Photo via Pixabay by StockSnap
Healthy choices make up a big part of our life decisions when we want to stay happy and in good shape, but it’s not always easy to teach those choices. For young people, the ability to pick the right foods, make a schedule that allows for lots of exercise, and learn how to avoid negative influences is crucial, even when they’re still in elementary school. And by learning sooner how to care for their bodies and minds, they can stay on a healthy path well into adulthood.
So how do you get started? One of the easiest things you can do to help your child make good decisions is to make them for yourself. When young people see their parents doing the right thing, they are much more likely to follow suit, whether it’s eating vegetables or staying active. And by keeping the lines of communication open, you can also help your child learn to come to you about whatever is going on in their life, good or bad.
Eating the right foods is essential for kids of all ages, and the earlier you can start them on a variety of fruits and vegetables, the better. It’s also important to steer your child away from caffeine and to stay hydrated, so keep handy a selection of water, decaffeinated tea, and juices for them to choose from. Offering these options at home lays the foundation for your children to make better eating choices when they’re away from home and you’re not there to guide them.
Prepare them for the road
Teaching your teenager to drive and preparing them for the dangers of driving are two different things, and both can be scary. Ideally, you’ve acquainted your teen with the rules of the road as early as possible. This helps when it’s time to take the driver’s test and ingrains the importance of driver safety. Make a point to talk to your child about refraining from texting or talking on the phone while driving, and consider riding along with them on a regular basis. If possible, don’t allow your new driver to have teenage passengers for several months to avoid potential distractions. If you haven’t yet researched auto insurance for your teen, do so ahead of time so that you are prepared financially and logistically for this critical step. Know that the average annual premium for a teen driver who meets specific criteria is $160.
Talk about peer pressure
Peer pressure can affect kids at just about any age, so it’s important to talk to them about how to stay strong in the face of negativity. When it comes to making their own decisions and learning how to forge their own path in life, knowing they have your support and guidance will help immensely when the time comes to stand their ground on difficult issues like experimenting with drugs and alcohol or skipping classes.
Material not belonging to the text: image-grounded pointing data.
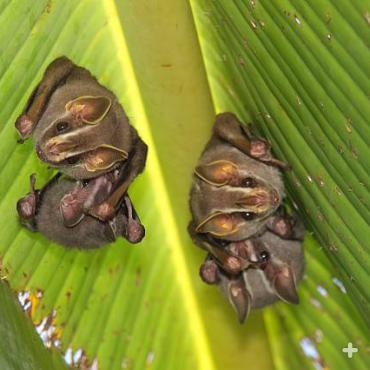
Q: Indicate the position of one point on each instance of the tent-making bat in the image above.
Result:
(79, 127)
(52, 210)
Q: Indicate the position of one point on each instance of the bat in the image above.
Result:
(254, 251)
(270, 270)
(79, 127)
(237, 183)
(46, 210)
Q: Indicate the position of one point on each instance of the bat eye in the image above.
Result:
(249, 182)
(218, 242)
(264, 256)
(62, 126)
(72, 160)
(248, 215)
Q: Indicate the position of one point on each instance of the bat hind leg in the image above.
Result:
(27, 206)
(127, 222)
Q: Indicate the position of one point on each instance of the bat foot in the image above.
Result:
(27, 206)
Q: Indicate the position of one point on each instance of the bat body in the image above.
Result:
(233, 193)
(254, 249)
(79, 127)
(44, 210)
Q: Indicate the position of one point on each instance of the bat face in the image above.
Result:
(274, 268)
(77, 125)
(233, 194)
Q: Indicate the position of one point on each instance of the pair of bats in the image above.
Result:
(254, 247)
(79, 127)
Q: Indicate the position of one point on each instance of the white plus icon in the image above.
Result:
(350, 350)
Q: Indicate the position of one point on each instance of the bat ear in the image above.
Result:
(217, 173)
(56, 72)
(89, 109)
(283, 282)
(103, 157)
(219, 224)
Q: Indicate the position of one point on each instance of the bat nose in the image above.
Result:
(40, 153)
(58, 149)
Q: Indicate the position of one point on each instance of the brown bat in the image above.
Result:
(270, 269)
(79, 127)
(46, 210)
(254, 248)
(237, 184)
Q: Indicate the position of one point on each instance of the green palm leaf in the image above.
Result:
(299, 72)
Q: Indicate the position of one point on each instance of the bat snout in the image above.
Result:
(260, 200)
(56, 149)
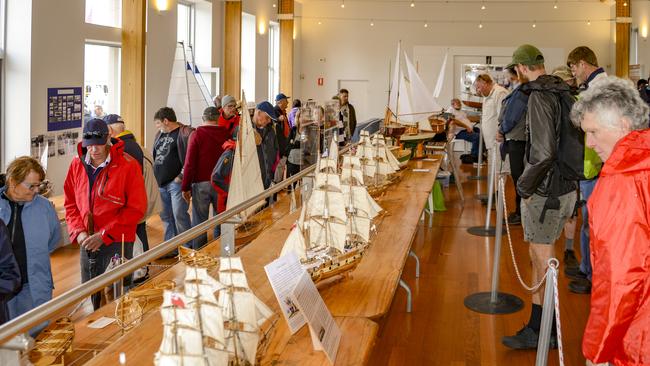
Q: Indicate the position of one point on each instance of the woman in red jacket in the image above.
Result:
(613, 117)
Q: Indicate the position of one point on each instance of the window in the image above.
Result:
(101, 80)
(248, 56)
(185, 28)
(104, 12)
(274, 59)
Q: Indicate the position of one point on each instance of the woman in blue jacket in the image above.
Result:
(34, 231)
(9, 272)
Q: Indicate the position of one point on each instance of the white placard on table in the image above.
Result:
(325, 333)
(283, 274)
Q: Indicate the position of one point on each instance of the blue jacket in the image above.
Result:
(42, 235)
(9, 273)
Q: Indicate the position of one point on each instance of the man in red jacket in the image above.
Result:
(105, 198)
(613, 117)
(203, 152)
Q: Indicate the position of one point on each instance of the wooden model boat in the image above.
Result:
(52, 343)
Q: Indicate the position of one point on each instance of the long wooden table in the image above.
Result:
(365, 295)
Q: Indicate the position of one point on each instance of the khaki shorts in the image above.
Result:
(548, 231)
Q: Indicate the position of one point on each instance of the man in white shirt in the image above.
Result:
(494, 94)
(464, 129)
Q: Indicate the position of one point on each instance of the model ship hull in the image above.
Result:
(339, 265)
(51, 344)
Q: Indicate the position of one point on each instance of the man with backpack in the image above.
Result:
(584, 66)
(547, 185)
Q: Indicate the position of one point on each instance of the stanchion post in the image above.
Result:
(497, 244)
(543, 342)
(495, 302)
(491, 179)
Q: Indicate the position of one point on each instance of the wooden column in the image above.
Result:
(285, 16)
(232, 47)
(623, 22)
(134, 14)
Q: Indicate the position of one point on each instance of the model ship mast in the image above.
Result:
(202, 329)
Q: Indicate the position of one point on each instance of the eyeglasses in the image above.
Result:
(93, 135)
(32, 187)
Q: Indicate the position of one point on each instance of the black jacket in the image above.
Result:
(183, 141)
(542, 131)
(9, 272)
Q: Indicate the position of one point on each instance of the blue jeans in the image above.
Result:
(471, 137)
(586, 188)
(174, 215)
(203, 195)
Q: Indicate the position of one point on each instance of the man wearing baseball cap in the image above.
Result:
(548, 199)
(267, 148)
(105, 198)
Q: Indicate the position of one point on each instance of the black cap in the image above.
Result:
(95, 133)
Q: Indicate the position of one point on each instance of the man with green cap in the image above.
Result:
(548, 199)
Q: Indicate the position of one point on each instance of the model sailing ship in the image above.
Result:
(334, 227)
(246, 182)
(411, 106)
(201, 328)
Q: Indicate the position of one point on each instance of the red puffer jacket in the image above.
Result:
(119, 198)
(618, 330)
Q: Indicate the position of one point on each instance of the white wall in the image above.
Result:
(345, 46)
(640, 18)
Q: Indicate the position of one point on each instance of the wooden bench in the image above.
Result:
(354, 302)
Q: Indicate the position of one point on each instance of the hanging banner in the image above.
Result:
(64, 108)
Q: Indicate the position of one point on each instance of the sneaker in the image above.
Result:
(526, 338)
(514, 219)
(575, 273)
(570, 259)
(582, 287)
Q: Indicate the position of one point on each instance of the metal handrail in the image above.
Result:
(82, 291)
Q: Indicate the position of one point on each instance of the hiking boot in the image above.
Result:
(582, 287)
(514, 219)
(575, 273)
(570, 259)
(526, 338)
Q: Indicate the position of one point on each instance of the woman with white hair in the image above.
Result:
(614, 119)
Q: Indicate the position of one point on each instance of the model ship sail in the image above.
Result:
(409, 100)
(193, 325)
(243, 311)
(334, 226)
(246, 181)
(186, 95)
(200, 328)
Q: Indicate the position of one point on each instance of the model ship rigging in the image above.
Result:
(334, 228)
(201, 328)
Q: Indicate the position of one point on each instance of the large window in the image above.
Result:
(248, 56)
(101, 80)
(104, 12)
(274, 60)
(185, 28)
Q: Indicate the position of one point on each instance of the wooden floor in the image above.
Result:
(454, 264)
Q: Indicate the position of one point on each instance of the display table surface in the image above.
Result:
(365, 295)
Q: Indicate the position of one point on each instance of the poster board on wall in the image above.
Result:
(64, 108)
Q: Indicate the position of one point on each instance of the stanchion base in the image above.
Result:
(505, 304)
(481, 197)
(481, 231)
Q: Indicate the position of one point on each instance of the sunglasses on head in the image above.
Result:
(94, 134)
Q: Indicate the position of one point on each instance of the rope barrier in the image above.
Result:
(552, 266)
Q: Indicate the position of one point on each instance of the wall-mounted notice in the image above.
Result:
(283, 274)
(64, 108)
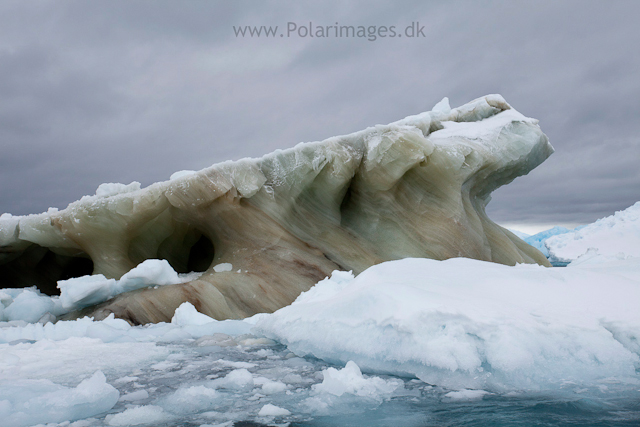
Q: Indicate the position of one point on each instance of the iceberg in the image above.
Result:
(417, 187)
(616, 236)
(538, 240)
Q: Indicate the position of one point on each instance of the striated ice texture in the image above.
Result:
(264, 230)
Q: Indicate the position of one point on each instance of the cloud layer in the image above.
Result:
(120, 91)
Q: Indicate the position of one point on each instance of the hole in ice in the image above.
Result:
(42, 267)
(200, 255)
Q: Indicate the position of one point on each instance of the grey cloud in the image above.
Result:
(133, 90)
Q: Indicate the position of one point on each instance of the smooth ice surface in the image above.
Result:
(463, 323)
(617, 235)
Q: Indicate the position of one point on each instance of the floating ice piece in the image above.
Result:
(270, 410)
(187, 315)
(29, 402)
(464, 323)
(538, 240)
(225, 266)
(85, 291)
(139, 415)
(238, 379)
(191, 400)
(466, 395)
(617, 235)
(28, 305)
(350, 380)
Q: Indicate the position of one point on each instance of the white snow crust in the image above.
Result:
(464, 323)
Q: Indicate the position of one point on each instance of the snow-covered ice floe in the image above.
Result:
(401, 335)
(464, 323)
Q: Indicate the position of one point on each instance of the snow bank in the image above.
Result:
(615, 235)
(467, 324)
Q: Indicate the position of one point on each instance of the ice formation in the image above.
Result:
(414, 188)
(468, 324)
(538, 240)
(617, 235)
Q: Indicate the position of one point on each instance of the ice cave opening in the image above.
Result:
(41, 267)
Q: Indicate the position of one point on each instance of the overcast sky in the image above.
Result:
(121, 91)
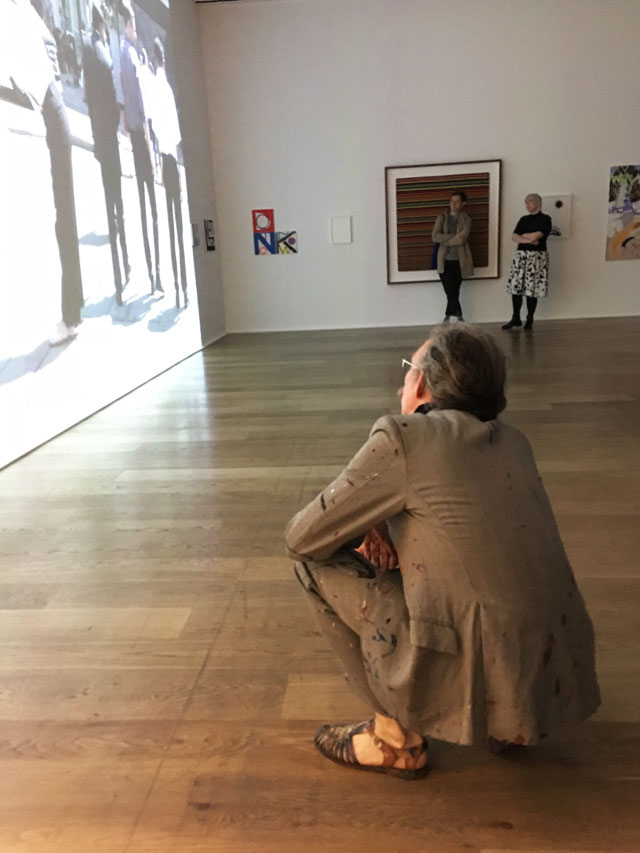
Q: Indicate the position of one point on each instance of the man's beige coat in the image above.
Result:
(441, 235)
(501, 643)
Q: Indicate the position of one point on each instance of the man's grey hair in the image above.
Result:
(464, 368)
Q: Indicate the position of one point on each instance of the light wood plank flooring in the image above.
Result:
(160, 678)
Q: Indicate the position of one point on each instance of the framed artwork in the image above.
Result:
(416, 195)
(623, 222)
(209, 235)
(558, 207)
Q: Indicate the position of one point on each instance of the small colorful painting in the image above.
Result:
(287, 242)
(623, 224)
(268, 241)
(558, 207)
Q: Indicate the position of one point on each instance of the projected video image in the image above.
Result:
(97, 281)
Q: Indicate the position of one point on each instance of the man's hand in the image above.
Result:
(377, 547)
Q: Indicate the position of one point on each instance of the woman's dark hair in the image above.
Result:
(464, 368)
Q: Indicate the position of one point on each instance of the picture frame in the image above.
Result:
(416, 195)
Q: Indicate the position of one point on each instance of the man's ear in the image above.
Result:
(422, 392)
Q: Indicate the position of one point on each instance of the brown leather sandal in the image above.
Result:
(336, 744)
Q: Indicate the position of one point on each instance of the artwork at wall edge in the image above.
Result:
(623, 214)
(416, 195)
(268, 241)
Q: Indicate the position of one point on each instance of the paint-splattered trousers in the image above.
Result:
(363, 613)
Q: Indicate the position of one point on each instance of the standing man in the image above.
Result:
(131, 68)
(167, 131)
(451, 232)
(104, 112)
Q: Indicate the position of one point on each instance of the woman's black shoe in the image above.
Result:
(513, 322)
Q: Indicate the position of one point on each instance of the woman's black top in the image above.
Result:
(534, 222)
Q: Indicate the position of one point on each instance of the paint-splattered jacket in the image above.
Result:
(507, 647)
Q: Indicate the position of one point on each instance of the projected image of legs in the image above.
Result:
(94, 141)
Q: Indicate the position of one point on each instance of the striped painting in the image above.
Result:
(419, 200)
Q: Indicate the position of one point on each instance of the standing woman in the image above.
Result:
(451, 232)
(529, 274)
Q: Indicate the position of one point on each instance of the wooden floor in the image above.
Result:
(160, 678)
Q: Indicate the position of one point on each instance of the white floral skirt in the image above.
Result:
(529, 274)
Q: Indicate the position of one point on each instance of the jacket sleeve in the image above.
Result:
(461, 236)
(371, 489)
(438, 235)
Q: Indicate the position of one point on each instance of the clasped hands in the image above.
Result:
(378, 549)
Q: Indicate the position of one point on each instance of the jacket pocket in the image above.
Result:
(434, 635)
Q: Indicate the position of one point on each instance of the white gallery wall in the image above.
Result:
(191, 96)
(309, 100)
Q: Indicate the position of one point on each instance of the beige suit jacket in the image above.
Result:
(441, 235)
(490, 593)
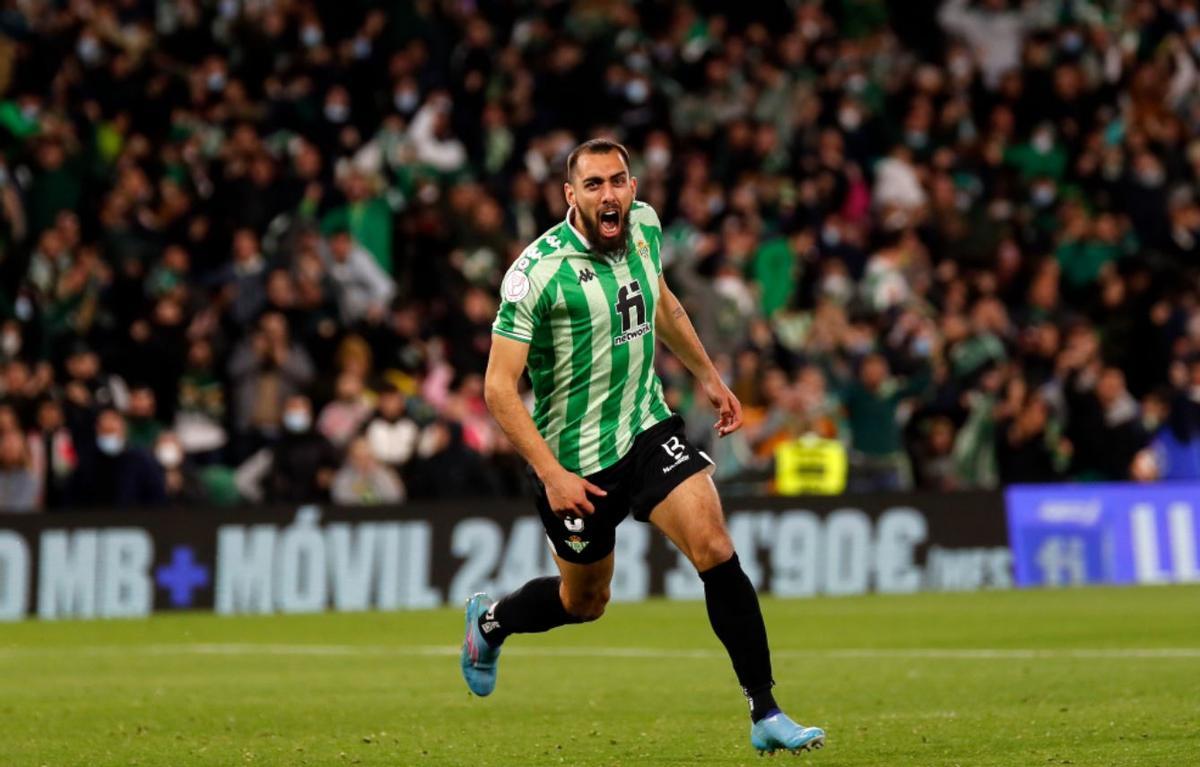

Help them avoid temptation
Teens are often faced with a lot of temptation when it comes to engaging in unhealthy behaviors, but if you can help them stay busy and find activities that rely on their continued good health -- such as playing a sport or taking up dance or a musical instrument -- they will have a much better chance of making good decisions when faced with a potentially harmful choice. Talk to your child about staying active and looking for ways they can engage in healthy activities both in and out of school.
Healthy choices aren’t always the easiest ones to make, so it’s imperative that you talk to your child about how to stay strong when faced with the most difficult ones. Being able to consider the future is important where good decisions are involved, and young people can’t always do that without a little guidance.